Question

Consider a galvanic cell based upon the following half reactions: Cu2+ + 2e- → Cu 0.34 V Fe3+ + 3e- → Fe -0.0036 V How many of the following responses are true? 1. Decreasing the concentration of Cu2+ (assuming no volume change) will decrease the potential of the cell 2. Increasing the concentration of Fe3+ (assuming no volume change) will increase the potential of the cell 3. Adding equal amounts of water to both half reaction vessels will increase the potential of the cell 4. Increasing the mass of the Cu will change the initial potential of the cell 5. Cu2+ is being reduced during the reaction

Answer 1

Cu²⁺⁺   + 2e^- ----> Cu ; 0.34V

Fe³⁺  + 3e^- -----> Fe ; -0.0036V

We must combine these half-reactions to get a positive cell potential. we reverse the Fe half-reaction

Fe(s) → Fe²⁺(aq) + 2e⁻; E₀ =-0.0036V

2×[Cu⁺(aq) + e⁻ → Cu(s)]; E₀ = 0.34 V

Fe(s) + 2Cu⁺(aq) → Fe²⁺(aq) + 2Cu(s); E₀ = + 0.3364 V

This tells us that Fe is spontaneously oxidized to Fe²⁺(at the anode)

The solid Fe anode gradually disappears as it is converted to the soluble Fe²⁺ ions. The mass of the anode decreases during the cell operation

The Cu⁺ ions are spontaneously reduced to solid copper (at the cathode). They stick to the cathode, so the mass of the cathode increases during the cell operation.

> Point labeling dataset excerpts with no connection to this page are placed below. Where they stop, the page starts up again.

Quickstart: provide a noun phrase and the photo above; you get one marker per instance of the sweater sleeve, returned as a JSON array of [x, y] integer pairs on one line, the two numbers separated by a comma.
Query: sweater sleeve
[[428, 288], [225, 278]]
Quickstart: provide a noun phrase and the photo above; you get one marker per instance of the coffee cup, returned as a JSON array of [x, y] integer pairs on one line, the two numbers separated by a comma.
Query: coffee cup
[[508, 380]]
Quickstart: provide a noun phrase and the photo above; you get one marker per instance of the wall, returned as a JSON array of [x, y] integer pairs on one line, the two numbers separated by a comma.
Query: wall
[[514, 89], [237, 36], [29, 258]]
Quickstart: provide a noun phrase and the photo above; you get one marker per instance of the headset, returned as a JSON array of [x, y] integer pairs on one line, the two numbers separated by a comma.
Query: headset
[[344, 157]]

In any galvanic cell with reactive electrodes, the mass of the cathode increases and the mass of the anode decreases while the cell is operating.

E⁰cell = E⁰red + E⁰ox

Ecell = E⁰cell − ( RT/nF)lnQ ; n= number of moles of electrons transferred in the balanced equation  

1) if concentration of copper decreased then the overall cell potential will decrease according to above equation of E⁰_cell (TRUE )

2)FALSE , since iron is oxidised , it will contribute negative potential to the overall cell potential

3) FALSE , we have both H+ and OH- here , contribute equal amount of cell potential but opposite so no effect on cell potential .

4) TRUE

5)TRUE